Pria Indonesia cenderung menunda menikah hingga punya penghidupan yang mencukupi untuk menghidupi keluarganya, atau paling tidak punya prospek untuk itu. Penundaan ini berdampak ke wanitanya yang juga tertunda menikah, akhirnya memilih bekerja untuk mengisi waktu. Polanya mungkin memang berbeda dengan wanita di barat yang justru memilih bekerja karena mereka tidak mau bergantung pada pria setelah menikah, sehingga mereka juga punya daya tawar saat bercerai. Untuk Indonesia yang tingkat perceraian masih relatif rendah, kebutuhan wanita untuk membangun kemandirian memang tidak sebesar di barat.
Selain faktor kesejahteraan, faktor yang cukup signifikan dalam keputusan wanita meneruskan pendidikan dan bekerja adalah peningkatan status. Wanita yang berpendidikan rendah dan berstatus ibu rumah tangga cenderung merasa lebih rendah ketika bersama wanita lain yang berpendidikan tinggi dan bekerja. Di Indonesia, mungkin pekerjaan belum terlalu dituntut dari wanita sebagaimana pendidikan. Tapi ketika pendidikan semakin tinggi, opportunity cost dari tidak bekerja juga lebih tinggi. Bukan hanya potensi pendapatan yang bisa diraih dari bekerja, tapi juga biaya dan effort pendidikan yang selama ini ditempuhnya menjadi tidak terkompensasi jika tidak digunakan untuk pekerjaan yang relevan.
Pekerjaan ibu rumah tangga dianggap sebagai pekerjaan yang tidak butuh pendidikan tinggi, cukup di-outsource pada orang lain yang berpendidikan rendah SD-SMP.
Padahal sebenarnya pekerjaan ibu rumah tangga bukan sekedar teknis dapur-sumur-kasur, tapi juga tugas yang butuh keahlian dan intelektualitas seperti manajemen keuangan keluarga (wealth management), pendidikan anak dan remaja (childhood and youth education). Konsultan wealth management dibayar mahal untuk melakukan pekerjaannya. Pendidikan massal di sekolah tidak bisa menggantikan bimbingan individual orang tua.

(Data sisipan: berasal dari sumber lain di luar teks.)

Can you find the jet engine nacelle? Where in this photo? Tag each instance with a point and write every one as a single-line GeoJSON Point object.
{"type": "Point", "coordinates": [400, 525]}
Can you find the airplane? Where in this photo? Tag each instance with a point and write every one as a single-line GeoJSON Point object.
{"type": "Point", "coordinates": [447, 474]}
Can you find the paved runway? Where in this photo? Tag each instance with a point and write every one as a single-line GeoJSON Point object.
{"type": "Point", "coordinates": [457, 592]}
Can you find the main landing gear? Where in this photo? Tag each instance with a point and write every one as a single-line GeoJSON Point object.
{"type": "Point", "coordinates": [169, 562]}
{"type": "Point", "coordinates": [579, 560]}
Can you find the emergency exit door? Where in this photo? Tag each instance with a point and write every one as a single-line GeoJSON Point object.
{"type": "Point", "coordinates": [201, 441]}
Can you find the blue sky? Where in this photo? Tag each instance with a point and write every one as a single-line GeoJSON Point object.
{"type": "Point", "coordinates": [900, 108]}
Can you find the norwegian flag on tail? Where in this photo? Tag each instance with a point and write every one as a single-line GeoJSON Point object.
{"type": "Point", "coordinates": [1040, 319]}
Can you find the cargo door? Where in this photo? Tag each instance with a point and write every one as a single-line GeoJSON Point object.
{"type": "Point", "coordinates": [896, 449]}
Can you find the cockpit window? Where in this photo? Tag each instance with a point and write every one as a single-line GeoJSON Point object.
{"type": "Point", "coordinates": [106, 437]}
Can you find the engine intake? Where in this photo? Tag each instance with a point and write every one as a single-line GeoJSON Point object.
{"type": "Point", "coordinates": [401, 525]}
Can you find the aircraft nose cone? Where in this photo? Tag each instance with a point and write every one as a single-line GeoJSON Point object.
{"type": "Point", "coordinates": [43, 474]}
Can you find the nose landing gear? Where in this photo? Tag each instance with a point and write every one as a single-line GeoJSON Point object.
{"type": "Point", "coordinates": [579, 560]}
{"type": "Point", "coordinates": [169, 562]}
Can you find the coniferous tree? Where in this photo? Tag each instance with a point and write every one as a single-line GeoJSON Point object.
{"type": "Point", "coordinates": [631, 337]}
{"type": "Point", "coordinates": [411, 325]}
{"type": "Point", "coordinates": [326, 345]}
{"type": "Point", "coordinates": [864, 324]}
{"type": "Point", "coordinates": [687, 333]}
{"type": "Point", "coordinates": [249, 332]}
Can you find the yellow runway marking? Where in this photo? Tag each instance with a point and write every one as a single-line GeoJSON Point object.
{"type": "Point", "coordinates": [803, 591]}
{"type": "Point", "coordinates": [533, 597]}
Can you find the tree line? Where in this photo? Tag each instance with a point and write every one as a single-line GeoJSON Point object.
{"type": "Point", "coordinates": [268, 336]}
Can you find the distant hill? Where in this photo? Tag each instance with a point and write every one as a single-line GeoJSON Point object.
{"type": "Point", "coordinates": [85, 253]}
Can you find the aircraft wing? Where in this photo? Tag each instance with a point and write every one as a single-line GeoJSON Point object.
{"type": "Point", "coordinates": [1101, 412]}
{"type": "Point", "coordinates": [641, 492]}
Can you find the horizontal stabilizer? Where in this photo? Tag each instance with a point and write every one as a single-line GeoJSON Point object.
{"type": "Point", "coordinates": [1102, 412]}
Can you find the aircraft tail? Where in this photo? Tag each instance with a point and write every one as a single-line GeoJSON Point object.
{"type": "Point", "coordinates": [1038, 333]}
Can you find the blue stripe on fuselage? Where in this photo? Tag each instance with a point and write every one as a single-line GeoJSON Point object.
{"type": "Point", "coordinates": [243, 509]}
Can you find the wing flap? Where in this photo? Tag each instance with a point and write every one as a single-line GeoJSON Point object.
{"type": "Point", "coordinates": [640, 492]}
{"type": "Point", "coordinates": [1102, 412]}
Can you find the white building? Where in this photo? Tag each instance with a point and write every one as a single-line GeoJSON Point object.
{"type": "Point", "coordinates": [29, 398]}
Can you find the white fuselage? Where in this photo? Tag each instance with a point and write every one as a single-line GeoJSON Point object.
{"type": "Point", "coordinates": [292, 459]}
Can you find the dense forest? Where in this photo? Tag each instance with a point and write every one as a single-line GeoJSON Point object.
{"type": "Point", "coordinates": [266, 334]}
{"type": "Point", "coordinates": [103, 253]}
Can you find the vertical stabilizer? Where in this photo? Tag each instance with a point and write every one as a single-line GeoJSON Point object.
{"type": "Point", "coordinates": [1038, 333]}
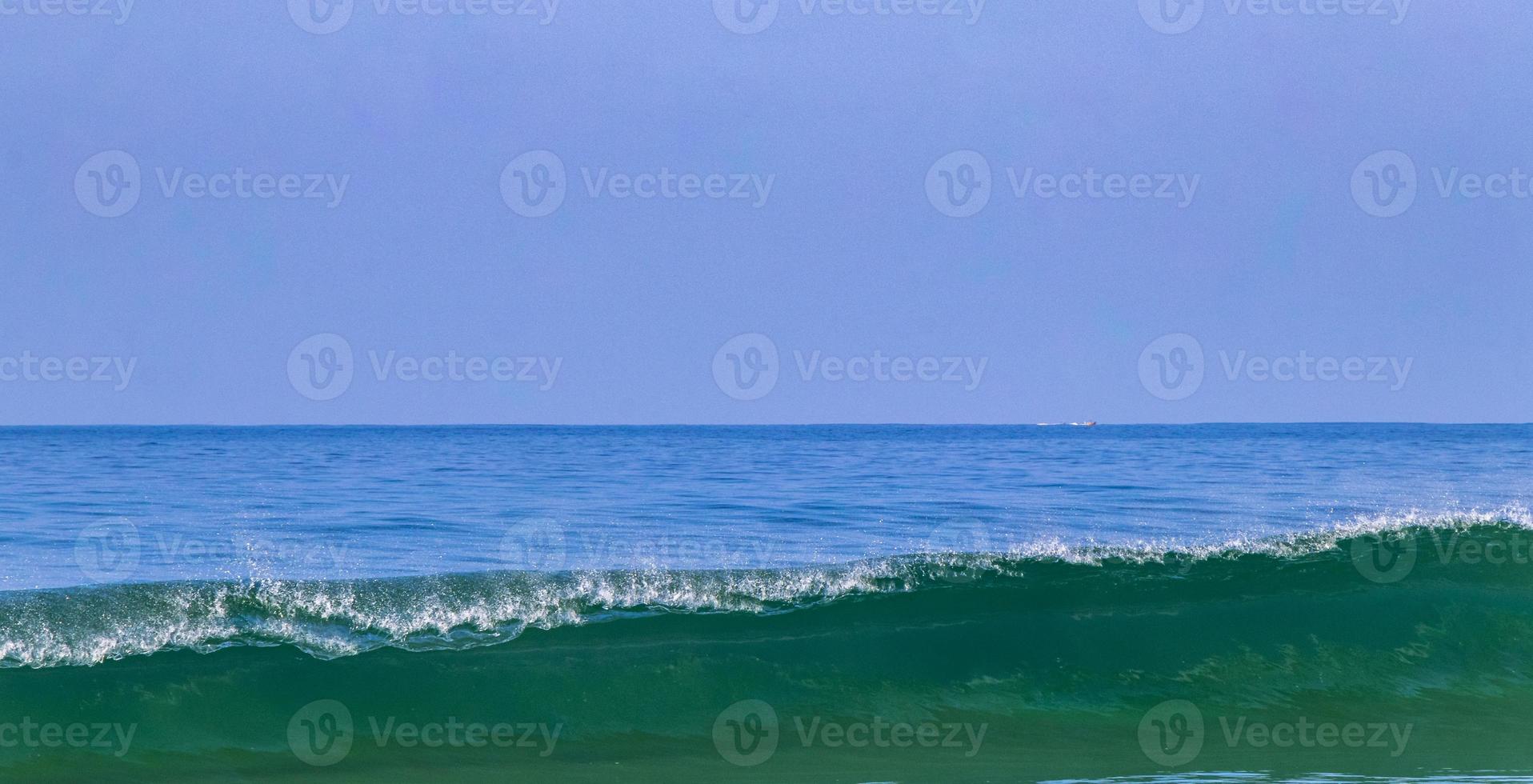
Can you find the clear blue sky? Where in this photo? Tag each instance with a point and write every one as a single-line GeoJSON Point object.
{"type": "Point", "coordinates": [842, 130]}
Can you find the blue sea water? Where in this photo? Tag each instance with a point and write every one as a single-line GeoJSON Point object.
{"type": "Point", "coordinates": [676, 605]}
{"type": "Point", "coordinates": [86, 505]}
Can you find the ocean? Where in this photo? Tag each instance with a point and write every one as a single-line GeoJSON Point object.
{"type": "Point", "coordinates": [766, 603]}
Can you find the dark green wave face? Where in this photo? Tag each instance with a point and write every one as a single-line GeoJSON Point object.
{"type": "Point", "coordinates": [1403, 654]}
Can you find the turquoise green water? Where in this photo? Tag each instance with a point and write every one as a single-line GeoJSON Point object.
{"type": "Point", "coordinates": [1342, 654]}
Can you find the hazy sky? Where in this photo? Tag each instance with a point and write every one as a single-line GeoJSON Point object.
{"type": "Point", "coordinates": [928, 210]}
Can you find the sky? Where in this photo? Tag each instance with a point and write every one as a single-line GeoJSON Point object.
{"type": "Point", "coordinates": [766, 212]}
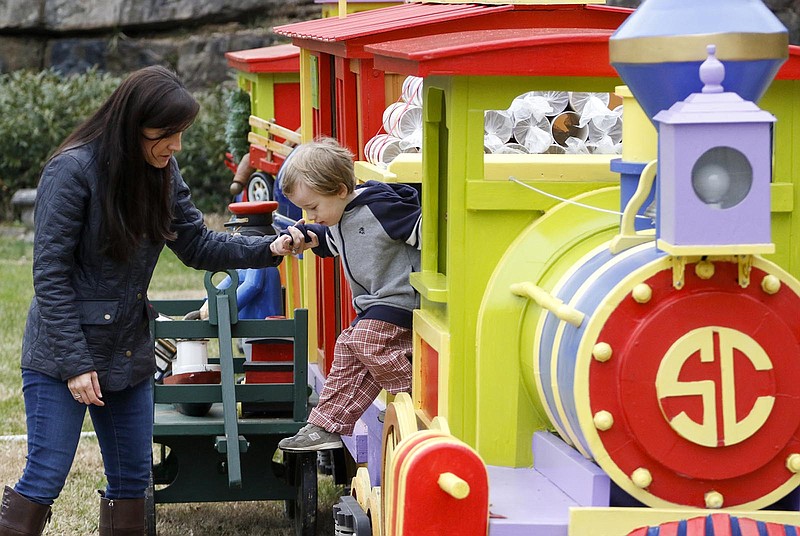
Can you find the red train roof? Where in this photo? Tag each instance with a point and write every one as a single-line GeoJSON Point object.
{"type": "Point", "coordinates": [274, 59]}
{"type": "Point", "coordinates": [347, 36]}
{"type": "Point", "coordinates": [513, 52]}
{"type": "Point", "coordinates": [791, 69]}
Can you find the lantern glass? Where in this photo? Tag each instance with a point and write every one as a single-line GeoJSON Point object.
{"type": "Point", "coordinates": [722, 177]}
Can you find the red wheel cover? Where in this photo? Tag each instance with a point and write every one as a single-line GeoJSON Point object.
{"type": "Point", "coordinates": [704, 387]}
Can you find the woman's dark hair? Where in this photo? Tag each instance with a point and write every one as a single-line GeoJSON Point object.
{"type": "Point", "coordinates": [136, 195]}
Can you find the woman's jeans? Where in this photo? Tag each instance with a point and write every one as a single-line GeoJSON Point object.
{"type": "Point", "coordinates": [124, 428]}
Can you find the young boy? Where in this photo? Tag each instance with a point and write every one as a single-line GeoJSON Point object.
{"type": "Point", "coordinates": [374, 229]}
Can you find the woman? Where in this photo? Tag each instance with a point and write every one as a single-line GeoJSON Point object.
{"type": "Point", "coordinates": [107, 202]}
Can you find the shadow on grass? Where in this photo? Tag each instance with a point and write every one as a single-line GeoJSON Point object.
{"type": "Point", "coordinates": [76, 510]}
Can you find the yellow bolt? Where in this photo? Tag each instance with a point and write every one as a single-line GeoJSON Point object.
{"type": "Point", "coordinates": [603, 420]}
{"type": "Point", "coordinates": [456, 487]}
{"type": "Point", "coordinates": [602, 352]}
{"type": "Point", "coordinates": [642, 293]}
{"type": "Point", "coordinates": [793, 463]}
{"type": "Point", "coordinates": [704, 269]}
{"type": "Point", "coordinates": [642, 478]}
{"type": "Point", "coordinates": [714, 499]}
{"type": "Point", "coordinates": [770, 284]}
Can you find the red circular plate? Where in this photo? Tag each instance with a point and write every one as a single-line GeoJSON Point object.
{"type": "Point", "coordinates": [253, 207]}
{"type": "Point", "coordinates": [704, 387]}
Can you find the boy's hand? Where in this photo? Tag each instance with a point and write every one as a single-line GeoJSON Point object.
{"type": "Point", "coordinates": [281, 246]}
{"type": "Point", "coordinates": [301, 240]}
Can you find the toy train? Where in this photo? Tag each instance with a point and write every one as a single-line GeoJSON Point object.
{"type": "Point", "coordinates": [605, 343]}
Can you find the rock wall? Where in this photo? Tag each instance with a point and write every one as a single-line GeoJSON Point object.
{"type": "Point", "coordinates": [118, 36]}
{"type": "Point", "coordinates": [191, 36]}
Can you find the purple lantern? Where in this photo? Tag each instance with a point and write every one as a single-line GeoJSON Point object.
{"type": "Point", "coordinates": [715, 167]}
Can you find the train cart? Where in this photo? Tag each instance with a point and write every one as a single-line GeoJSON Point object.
{"type": "Point", "coordinates": [220, 455]}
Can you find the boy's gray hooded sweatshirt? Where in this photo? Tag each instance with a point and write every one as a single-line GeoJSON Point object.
{"type": "Point", "coordinates": [377, 241]}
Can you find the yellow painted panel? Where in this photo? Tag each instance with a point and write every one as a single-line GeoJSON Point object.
{"type": "Point", "coordinates": [566, 167]}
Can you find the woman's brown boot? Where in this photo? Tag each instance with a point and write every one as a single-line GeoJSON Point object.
{"type": "Point", "coordinates": [121, 517]}
{"type": "Point", "coordinates": [21, 517]}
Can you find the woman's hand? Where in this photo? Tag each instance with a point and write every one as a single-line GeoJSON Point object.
{"type": "Point", "coordinates": [85, 389]}
{"type": "Point", "coordinates": [299, 243]}
{"type": "Point", "coordinates": [293, 243]}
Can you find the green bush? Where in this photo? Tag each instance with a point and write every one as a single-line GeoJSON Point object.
{"type": "Point", "coordinates": [38, 110]}
{"type": "Point", "coordinates": [202, 158]}
{"type": "Point", "coordinates": [237, 125]}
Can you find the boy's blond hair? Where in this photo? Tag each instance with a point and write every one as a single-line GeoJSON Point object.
{"type": "Point", "coordinates": [323, 165]}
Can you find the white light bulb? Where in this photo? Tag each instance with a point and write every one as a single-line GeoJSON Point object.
{"type": "Point", "coordinates": [711, 183]}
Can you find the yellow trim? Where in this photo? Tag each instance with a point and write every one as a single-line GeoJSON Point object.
{"type": "Point", "coordinates": [618, 521]}
{"type": "Point", "coordinates": [581, 388]}
{"type": "Point", "coordinates": [545, 300]}
{"type": "Point", "coordinates": [429, 329]}
{"type": "Point", "coordinates": [525, 2]}
{"type": "Point", "coordinates": [742, 46]}
{"type": "Point", "coordinates": [557, 167]}
{"type": "Point", "coordinates": [745, 249]}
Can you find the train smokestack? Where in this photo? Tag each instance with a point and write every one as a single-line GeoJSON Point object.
{"type": "Point", "coordinates": [659, 48]}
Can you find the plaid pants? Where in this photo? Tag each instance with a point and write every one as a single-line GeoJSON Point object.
{"type": "Point", "coordinates": [368, 357]}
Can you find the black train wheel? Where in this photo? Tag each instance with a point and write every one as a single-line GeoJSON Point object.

Pengurangan intensitas bimbingan individual karena kedua orang tua sibuk bekerja mengurangi perkembangan potensi anak. Namun intensitas tinggi bimbingan juga akan kurang berarti jika orang tua yang menjadi pembimbing tidak punya cukup skill untuk itu. Mungkin perlu diadakan pendidikan tinggi S1-S3 Jurusan Ibu Rumah Tangga yang mempelajari pengetahuan dan keahlian yang diperlukan untuk melakukan pekerjaan ibu rumah tangga dengan baik.